Впрочем, речь об этом должна вестись не аутсайдерами от философии и не посредством языка философской публицистики, а наиболее авторитетными в корпоративной среде исследователями, профессорами и переводчиками, которым, как можно думать, по силам реанимировать основы, быть может, внутренне неоднозначного, но тем не менее реально необходимого феномена — отечественной философской культуры: за этим стоит не очередная понятийная фикция или понятие-кентавр, а, пожалуй, единственная и отнюдь не ограниченная рамками университетской традиции форма профессионального со-существования, способная реализовать принуждение к сознанию и научить думать не только «по-немецки». Нужно, наверное, как-то понять, что даже в опыте крайне эгоистичных и к тому же экзистенциальных по своей природе занятий человека, таких как философия и философствование, культура остается способом его бытия и способом бытия всех его конститутивных проявлений. Характер этого бытия определяется не только противостоянием экзистенции как своеобразной онтологической робинзонады, с одной стороны, и вынужденным со-существованием с себе подобными и неподобными как неким диалогом, также имеющим онтологический статус, с другой стороны, но и тем великодушием, которое, как говорил философ, дает возможность вместить этот мир как он есть.

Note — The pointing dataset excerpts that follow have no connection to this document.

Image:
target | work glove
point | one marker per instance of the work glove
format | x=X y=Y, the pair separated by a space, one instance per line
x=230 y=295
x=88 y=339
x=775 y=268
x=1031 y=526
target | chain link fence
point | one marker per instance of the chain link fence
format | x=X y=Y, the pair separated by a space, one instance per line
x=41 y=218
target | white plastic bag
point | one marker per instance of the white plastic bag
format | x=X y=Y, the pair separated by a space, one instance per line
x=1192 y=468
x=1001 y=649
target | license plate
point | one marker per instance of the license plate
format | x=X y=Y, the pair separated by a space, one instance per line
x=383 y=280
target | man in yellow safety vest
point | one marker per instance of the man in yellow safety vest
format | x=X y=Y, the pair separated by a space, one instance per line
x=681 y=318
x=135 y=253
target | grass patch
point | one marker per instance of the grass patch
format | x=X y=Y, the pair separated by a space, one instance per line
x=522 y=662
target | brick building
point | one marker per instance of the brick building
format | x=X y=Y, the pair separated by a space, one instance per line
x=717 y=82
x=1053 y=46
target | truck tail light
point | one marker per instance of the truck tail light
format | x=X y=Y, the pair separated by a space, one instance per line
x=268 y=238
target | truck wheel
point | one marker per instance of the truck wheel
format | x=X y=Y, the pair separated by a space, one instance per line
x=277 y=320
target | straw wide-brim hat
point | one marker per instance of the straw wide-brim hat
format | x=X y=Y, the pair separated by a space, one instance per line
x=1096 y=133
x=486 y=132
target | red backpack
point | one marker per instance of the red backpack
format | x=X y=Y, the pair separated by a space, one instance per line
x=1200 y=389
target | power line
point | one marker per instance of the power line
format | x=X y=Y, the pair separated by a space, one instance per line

Философская Европа может по праву давности изучать самоё себя, собственное культурное и философское прошлое, не страдая ни от дефицита впечатлений, ни от избытка высокомерия и нарциссизма; американские философские прагматики, на полном серьезе отказываясь изучать языки, на которых говорит философская традиция, но по привычке расценивая все, что создано в иных культурах, как принадлежащие им по праву сильного полезные ископаемые, могут смотреть на европейскую философию, как на приправу к собственному здравому смыслу; «российский» же философ, путая вечную склонность к самоедству с философской рефлексией, не только ничего не скажет от собственного имени, но и другим запретит. Эта немощь организовать нормальное, не репрессивное философское со-общество, неспособность к толерантному профессиональному со-существованию не только превращает живой язык философии в «самокручение терминологической машины», но и приводит к бегству от реальности, добровольному заточению за частоколом цитат, огораживающим пространство некой «академической» истории философии, иными словами, к подлинной философской импотенции, страху высказать вслух что-либо осмысленное от своего собственного имени, не отказываясь при этом от ответственности.
Если припомнить собственный исток, с необходимостью возвращающий нас к примеру чьей-то мысли, то философская культура действительно может быть понята как способ профессионального со-существования и принята в качестве основания, конституирующего и поддерживающего востребованность философской мысли в качестве условия той самой толерантной публичности, без приглашающего участия которой философское мышление попросту невозможно.